Saturday, November 8, 2008

Paulsson says "I Be The Man Motha Farking biatches"

Interesting comments on behind the scene high profile bank failure...Anyway I for one was surprised by TPG's initial investment and WM's longevity, surprised by the death spiral financing clause associated with it, and then surprised by WM's strange and rapid downfall. Interesting to note that the initial 19 on the naked short list were only PD's...now I am not conspiracy minded too much but it is also interesting to note that WM took the big dirt nap on a THURSDAY while congress was mulling over the PACKAGE...

Treasury's Paulson warned WaMu CEO to sell before it failed

Two months before Washington Mutual failed, Treasury Secretary Henry Paulson warned then-CEO Kerry Killinger that he ought to sell the Seattle-based thrift before it deteriorated further.

Rami Grunbaum, deputy business editor, and Seattle Times Business staff


Two months before Washington Mutual failed, Treasury Secretary Henry Paulson warned then-CEO Kerry Killinger that he ought to sell the Seattle-based thrift before it deteriorated further.

"Paulson said, 'You should have sold to JPMorgan Chase in the spring, and you should do so now. Things could get a lot more difficult for you,' " said one of several current and former high-ranking WaMu executives familiar with details of the call.

Paulson's July comment, which has not been previously reported, caught Killinger and his top brass off-guard, executives said. Bank officials had recently raised $7.2 billion in capital from investors led by private-equity fund TPG, and they thought that was enough money to weather the worsening mortgage crisis.

Killinger declined to comment for this article, and WaMu executives close to him spoke only on condition of anonymity. A Treasury spokeswoman said it does not comment on Paulson's private conversations.

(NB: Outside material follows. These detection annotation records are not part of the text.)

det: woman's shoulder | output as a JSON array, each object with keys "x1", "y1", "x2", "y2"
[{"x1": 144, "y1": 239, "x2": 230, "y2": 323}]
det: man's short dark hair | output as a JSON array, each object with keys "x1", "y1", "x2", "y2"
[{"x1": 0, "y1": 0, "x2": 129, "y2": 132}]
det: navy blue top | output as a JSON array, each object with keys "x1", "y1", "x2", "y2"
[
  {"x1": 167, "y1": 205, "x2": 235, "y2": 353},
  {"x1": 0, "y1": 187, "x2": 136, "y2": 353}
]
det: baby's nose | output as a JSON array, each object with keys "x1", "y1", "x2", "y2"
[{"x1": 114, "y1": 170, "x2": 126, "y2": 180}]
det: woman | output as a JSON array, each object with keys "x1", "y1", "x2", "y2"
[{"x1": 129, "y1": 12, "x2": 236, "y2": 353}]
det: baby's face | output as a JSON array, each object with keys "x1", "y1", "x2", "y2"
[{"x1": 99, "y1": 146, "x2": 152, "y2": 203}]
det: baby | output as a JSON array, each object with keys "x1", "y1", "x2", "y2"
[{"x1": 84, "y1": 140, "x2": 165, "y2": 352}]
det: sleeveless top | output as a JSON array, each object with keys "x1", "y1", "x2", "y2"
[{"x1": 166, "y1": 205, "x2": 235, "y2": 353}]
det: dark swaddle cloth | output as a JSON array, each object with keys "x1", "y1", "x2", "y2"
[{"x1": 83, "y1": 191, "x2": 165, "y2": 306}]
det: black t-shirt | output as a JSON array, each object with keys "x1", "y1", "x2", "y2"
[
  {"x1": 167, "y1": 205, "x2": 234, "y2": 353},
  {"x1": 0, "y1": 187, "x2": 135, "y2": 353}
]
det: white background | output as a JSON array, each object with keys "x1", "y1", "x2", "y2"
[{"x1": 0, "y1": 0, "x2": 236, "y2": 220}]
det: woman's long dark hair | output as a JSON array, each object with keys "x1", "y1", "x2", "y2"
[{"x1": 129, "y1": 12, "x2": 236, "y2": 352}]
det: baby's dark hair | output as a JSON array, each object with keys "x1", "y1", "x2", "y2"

Last spring, JPMorgan offered up to $8 a share for WaMu, with the final price depending on how its loans performed. Instead, WaMu sold a partial stake to TPG. When WaMu was seized by federal regulators Sept. 25, most of its banking operations were sold to JPMorgan for $1.9 billion — and the company's stock was rendered worthless.

Killinger called Paulson in July to ask that the Treasury secretary use his influence with the Securities and Exchange Commission to add WaMu to a list of 19 financial institutions that were temporarily protected from a form of trading called "naked short selling" that can drive share prices artificially low.

Paulson refused to help Killinger get WaMu on the list.

WaMu did get on a subsequent list: In mid-September, panic in the stock market prompted the SEC to ban all short selling on 799 financial-institution stocks.

That ban came too late for the Seattle thrift, which failed the next week after a run on the bank that was precipitated by credit-rating agencies reducing WaMu's debt to junk-bond status. Its declining ratings were due partly to its falling stock price, which had been harmed by short selling.

The WaMu executives did not accuse Paulson of pushing WaMu to fail. Although the thrift's primary regulator, the Office of Thrift Supervision is a bureau of the Treasury, the head of the OTS reports to the president rather than to Paulson.